I prefer to wait out most of the installation and buildout phase and invest heavily after the bust. There will be long-term winners from AI; we just don’t know who they are yet. The implementation phase can produce enormous short-term profits, but they rarely last. The long-term profits usually go to the patient investors who ignore the initial hype and buy when things are cheap.
Find your inner J.P. Morgan. Be patient.
Joe Calhoun
*This sequence of events is outlined in Carlota Perez’s 2002 book Technological Revolutions and Financial Capital. I read it about 15 years ago so I didn’t remember the name of the book or the author but I described it to Claude and it immediately found it. I then used AI to help me remember some of these details. That is one thing AI is really good at; give AI one source of trusted material and it cuts down on the hallucinations.

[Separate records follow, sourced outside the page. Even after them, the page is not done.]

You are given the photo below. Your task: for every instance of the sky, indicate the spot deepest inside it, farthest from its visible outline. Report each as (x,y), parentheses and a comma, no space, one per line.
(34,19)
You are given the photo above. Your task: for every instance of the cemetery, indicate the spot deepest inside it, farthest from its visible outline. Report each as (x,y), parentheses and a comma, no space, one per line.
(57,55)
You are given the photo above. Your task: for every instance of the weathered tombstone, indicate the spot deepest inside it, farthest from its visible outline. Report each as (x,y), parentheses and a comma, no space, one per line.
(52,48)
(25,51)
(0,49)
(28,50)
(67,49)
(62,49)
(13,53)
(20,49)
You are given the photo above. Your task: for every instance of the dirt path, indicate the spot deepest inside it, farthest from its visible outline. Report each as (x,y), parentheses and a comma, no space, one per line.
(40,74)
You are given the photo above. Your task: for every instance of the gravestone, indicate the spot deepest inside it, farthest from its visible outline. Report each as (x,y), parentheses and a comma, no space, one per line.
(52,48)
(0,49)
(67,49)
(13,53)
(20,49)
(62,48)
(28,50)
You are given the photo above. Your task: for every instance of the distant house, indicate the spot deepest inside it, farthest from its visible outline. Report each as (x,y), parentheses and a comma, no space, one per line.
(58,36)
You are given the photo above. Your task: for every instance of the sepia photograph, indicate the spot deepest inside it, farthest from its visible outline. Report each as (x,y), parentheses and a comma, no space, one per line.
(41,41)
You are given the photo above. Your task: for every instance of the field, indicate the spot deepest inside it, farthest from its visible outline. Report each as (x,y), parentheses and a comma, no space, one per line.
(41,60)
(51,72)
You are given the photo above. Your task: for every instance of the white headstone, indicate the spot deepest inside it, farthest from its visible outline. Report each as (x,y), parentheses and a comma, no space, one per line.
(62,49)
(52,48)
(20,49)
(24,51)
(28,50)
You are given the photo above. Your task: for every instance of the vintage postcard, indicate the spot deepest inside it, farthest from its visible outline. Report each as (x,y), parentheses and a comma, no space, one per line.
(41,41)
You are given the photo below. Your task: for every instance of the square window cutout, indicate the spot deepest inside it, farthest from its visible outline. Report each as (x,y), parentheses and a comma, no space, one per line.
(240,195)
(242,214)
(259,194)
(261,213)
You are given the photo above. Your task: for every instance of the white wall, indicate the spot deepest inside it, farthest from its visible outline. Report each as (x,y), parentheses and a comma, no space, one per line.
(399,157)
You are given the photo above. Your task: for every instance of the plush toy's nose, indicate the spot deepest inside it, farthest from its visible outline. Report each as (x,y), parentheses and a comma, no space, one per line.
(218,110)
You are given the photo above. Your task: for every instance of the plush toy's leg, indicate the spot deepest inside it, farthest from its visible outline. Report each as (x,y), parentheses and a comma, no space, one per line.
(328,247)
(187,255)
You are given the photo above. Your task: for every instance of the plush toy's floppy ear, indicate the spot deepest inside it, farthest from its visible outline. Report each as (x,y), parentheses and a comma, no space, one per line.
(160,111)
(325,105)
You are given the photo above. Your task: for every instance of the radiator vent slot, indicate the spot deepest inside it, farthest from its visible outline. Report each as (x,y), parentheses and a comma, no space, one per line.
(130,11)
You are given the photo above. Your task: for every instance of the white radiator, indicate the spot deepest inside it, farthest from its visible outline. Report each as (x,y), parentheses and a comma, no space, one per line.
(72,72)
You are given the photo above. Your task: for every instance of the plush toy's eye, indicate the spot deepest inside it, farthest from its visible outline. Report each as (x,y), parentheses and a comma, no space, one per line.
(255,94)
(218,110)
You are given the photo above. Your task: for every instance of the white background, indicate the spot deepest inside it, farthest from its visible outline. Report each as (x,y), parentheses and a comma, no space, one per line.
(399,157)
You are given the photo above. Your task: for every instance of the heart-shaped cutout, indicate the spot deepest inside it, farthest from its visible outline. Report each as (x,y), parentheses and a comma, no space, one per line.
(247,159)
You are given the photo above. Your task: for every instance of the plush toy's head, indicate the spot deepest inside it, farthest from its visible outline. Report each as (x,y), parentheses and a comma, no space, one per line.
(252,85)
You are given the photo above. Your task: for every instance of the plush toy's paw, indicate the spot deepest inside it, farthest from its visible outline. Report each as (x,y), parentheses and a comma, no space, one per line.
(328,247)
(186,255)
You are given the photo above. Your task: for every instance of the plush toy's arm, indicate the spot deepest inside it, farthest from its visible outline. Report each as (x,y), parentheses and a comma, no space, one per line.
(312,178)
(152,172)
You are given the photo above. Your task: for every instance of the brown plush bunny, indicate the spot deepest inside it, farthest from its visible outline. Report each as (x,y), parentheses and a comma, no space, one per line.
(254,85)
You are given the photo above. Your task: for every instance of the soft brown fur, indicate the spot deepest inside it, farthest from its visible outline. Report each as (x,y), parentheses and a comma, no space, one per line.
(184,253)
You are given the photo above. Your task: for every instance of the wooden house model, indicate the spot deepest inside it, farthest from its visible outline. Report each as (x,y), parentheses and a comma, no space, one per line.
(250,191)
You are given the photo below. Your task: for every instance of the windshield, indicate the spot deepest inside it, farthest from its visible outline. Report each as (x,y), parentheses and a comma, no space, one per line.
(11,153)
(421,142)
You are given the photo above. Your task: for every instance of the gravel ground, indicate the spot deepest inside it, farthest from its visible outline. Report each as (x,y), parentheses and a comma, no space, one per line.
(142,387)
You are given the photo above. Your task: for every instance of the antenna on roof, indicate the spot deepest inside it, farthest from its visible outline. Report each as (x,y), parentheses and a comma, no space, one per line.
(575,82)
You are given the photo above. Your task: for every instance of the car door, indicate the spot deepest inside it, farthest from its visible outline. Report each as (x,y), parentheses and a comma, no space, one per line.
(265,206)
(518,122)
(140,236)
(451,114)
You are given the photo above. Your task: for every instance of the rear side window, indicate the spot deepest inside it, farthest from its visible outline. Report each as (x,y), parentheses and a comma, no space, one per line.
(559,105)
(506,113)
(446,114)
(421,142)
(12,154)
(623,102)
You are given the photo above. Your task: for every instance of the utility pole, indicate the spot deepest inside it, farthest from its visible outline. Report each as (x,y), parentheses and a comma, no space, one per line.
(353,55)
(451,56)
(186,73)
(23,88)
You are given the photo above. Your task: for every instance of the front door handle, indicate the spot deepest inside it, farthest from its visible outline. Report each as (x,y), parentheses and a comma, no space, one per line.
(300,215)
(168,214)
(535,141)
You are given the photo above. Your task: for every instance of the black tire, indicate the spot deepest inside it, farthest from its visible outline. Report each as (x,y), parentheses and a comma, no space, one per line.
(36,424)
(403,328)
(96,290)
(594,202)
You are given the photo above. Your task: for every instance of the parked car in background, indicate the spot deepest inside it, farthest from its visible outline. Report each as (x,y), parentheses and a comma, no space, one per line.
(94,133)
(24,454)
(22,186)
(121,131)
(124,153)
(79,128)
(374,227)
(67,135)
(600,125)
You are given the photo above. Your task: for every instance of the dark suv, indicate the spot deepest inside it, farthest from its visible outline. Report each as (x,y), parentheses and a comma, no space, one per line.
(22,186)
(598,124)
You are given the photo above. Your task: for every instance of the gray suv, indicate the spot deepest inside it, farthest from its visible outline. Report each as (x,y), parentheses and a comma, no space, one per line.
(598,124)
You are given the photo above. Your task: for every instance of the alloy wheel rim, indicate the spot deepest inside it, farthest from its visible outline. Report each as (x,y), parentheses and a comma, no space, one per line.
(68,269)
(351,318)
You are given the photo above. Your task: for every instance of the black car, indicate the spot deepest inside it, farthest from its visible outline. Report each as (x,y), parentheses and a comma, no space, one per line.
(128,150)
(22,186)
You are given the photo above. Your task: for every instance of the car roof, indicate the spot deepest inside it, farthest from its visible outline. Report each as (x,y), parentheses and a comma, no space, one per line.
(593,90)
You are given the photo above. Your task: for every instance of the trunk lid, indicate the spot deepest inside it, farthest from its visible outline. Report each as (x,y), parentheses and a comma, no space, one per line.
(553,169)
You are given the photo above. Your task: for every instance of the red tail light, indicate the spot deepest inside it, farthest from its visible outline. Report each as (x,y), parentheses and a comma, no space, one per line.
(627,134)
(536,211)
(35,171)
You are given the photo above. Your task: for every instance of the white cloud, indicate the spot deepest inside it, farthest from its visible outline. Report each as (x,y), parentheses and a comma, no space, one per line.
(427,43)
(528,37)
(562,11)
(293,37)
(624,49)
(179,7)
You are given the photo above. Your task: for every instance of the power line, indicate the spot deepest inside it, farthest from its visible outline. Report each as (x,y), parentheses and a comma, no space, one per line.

**The winners after the bust may well be some of the people who are financing or leading the current AI boom. Jay Cooke, whose eponymous company went bankrupt in the Railroad crash of 1873, ended up in bankruptcy and penury after the bust. But he managed to scrape together enough capital to buy the Horn Silver Mine in Utah in the late 1870s. It turned out to be one of the richest silver strikes in US history. His advantage? He built a pipeline (dedicated) railroad directly to the mine (the Utah Southern Railroad extension) that made the mine more efficient. Ore went from the mine directly onto the rails and straight to the smelter. After making a new fortune, he hunted down all of his old creditors from his bankruptcy, paid them off and restored his name and reputation.